Sebagai seorang Kristen, kita tahu bahwa Allah memperhatikan kita setiap waktu. Kamu telah mendengar isi Mamur 23 dibaca dan dibaca lagi. Kita tahu bahwa pengampunan diberikan secara gratis bagi kita semua yang memintanya. Tetapi rasa bersalah dan rasa takut dapat menguasai kehidupanmu. Kamu mendengar berita tentang penembakan di televisi, dan tiba-tiba kamu takut meninggalkan rumah. Kamu melakukan kesalahan satu kali dan merasa bersalah selama berminggu-minggu. Bukankah jelas lebih mudah untuk mempercayai Allah yang akan melindungimu? Bukankah stress berkurang jika kita meminta pengampunan? Berharap bisa semudah ini? Tapi memang inilah kenyataannya.

           
            Jumat
            Bagaimana Cara Kerjanya?
           
            Sebuah produk baru yang disebut “Kantung rasa bersalah yang dapat dibuang” muncul di pasaran. Produk tersebut berisi satu set yangterdiri dari 10 kantung coklat biasa yang mana setiap kantung tertera instruksi berikut: “Tempatkan tas dengan tepat pada mulut,  tarik nafas dalam-dalam dan hembuskan semua rasa bersalah, kemudian buang kantung secepatnya.” Ajaibnya, Associated Press melaporkan bahwa 2500 set terjual cepat dengan harga $2.50 per setnya. Betapa mudahnya jika kita dapat membuang rasa bersalah seperti itu! Tidak ada benda di dunia ini yang cukup kuat untuk membuang rasa bersalah. Kita tidak dapat menyembuhkan diri kita sendiri, yang mana setiap orang mencoba melakukannya. Yang membuat kita dapat diampuni, dibersihkan, disembuhkan, menerima kembali hidup yang segar, bersih dan baru adalah kuasa kasih karunia Allah di kayu salib melalui Yesus Kristus.

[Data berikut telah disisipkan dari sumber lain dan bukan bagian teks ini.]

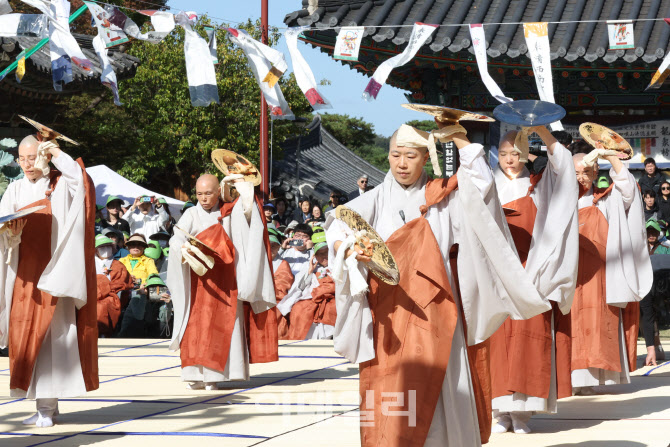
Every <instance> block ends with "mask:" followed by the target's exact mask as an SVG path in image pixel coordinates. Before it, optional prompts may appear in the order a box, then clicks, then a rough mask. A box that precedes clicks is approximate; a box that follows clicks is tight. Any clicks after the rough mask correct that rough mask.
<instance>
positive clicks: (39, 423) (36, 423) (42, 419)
mask: <svg viewBox="0 0 670 447" xmlns="http://www.w3.org/2000/svg"><path fill="white" fill-rule="evenodd" d="M35 425H36V426H37V427H42V428H46V427H53V425H54V421H53V418H51V417H49V416H44V415H42V414H41V413H40V416H39V417H38V418H37V423H36V424H35Z"/></svg>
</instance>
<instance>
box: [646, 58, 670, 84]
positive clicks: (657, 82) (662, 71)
mask: <svg viewBox="0 0 670 447" xmlns="http://www.w3.org/2000/svg"><path fill="white" fill-rule="evenodd" d="M669 75H670V52H668V54H666V55H665V58H664V59H663V62H661V66H660V67H658V70H656V73H654V76H652V77H651V82H650V83H649V85H648V86H647V88H646V89H645V90H649V89H659V88H661V86H662V85H663V83H664V82H665V80H666V79H667V78H668V76H669Z"/></svg>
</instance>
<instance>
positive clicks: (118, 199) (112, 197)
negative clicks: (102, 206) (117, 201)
mask: <svg viewBox="0 0 670 447" xmlns="http://www.w3.org/2000/svg"><path fill="white" fill-rule="evenodd" d="M115 200H118V201H119V202H121V203H123V199H121V198H119V197H117V196H109V197H107V203H106V204H105V206H108V205H109V203H110V202H113V201H115Z"/></svg>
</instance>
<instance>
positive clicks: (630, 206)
mask: <svg viewBox="0 0 670 447" xmlns="http://www.w3.org/2000/svg"><path fill="white" fill-rule="evenodd" d="M609 174H610V178H611V179H612V181H613V182H614V188H612V191H611V192H610V193H609V194H608V195H607V196H605V197H603V198H601V199H600V200H599V201H598V202H597V203H596V207H597V208H598V210H600V212H602V213H603V216H605V219H606V220H607V223H608V229H607V247H606V248H605V250H606V264H605V265H606V267H605V268H606V273H605V275H606V282H605V283H606V295H607V296H606V297H605V298H606V302H607V304H609V305H611V306H616V307H621V308H623V307H626V304H627V303H631V302H635V301H640V300H642V298H644V297H645V296H646V295H647V294H648V293H649V291H650V290H651V286H652V283H653V280H654V273H653V270H652V268H651V260H650V258H649V251H648V248H647V235H646V228H645V219H644V207H643V204H642V198H641V195H640V191H639V189H638V186H637V182H636V181H635V178H634V177H633V175H632V174H631V173H630V171H628V168H626V167H625V166H624V167H622V168H621V171H620V172H619V173H618V174H617V173H616V171H615V170H614V168H611V169H610V172H609ZM592 205H593V186H591V189H589V191H588V192H587V193H586V194H584V195H583V196H582V197H580V198H579V201H578V208H579V209H582V208H585V207H588V206H592ZM618 339H619V358H620V361H621V372H617V371H609V370H606V369H600V368H587V369H578V370H574V371H572V386H573V387H586V386H598V385H616V384H620V383H630V367H629V365H628V354H627V352H626V343H625V334H624V329H623V319H622V315H621V311H620V312H619V336H618Z"/></svg>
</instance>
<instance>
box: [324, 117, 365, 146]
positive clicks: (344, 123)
mask: <svg viewBox="0 0 670 447" xmlns="http://www.w3.org/2000/svg"><path fill="white" fill-rule="evenodd" d="M321 123H322V124H323V127H324V128H325V129H326V130H327V131H328V132H330V133H331V134H332V135H333V136H334V137H335V139H337V141H339V142H340V143H342V144H344V145H345V146H346V147H348V148H349V149H354V148H359V147H363V146H367V145H373V144H374V143H375V137H376V135H375V130H374V125H373V124H370V123H368V122H366V121H364V120H363V118H355V117H350V116H349V115H341V114H338V113H326V114H323V115H321Z"/></svg>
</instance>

            Minggu ini, cobalah Kantung Rasa Bersalah. Tapi gantinya menggunakan kantung kertas, cobalah doa baik yang tua dan dapat dipercaya. Sungguh, mungkin kedengarannya seperti ide gila. Tapi cobalah dengan serius untuk satu minggu dan lihat jika kamu tidak merasa kurang bersalah.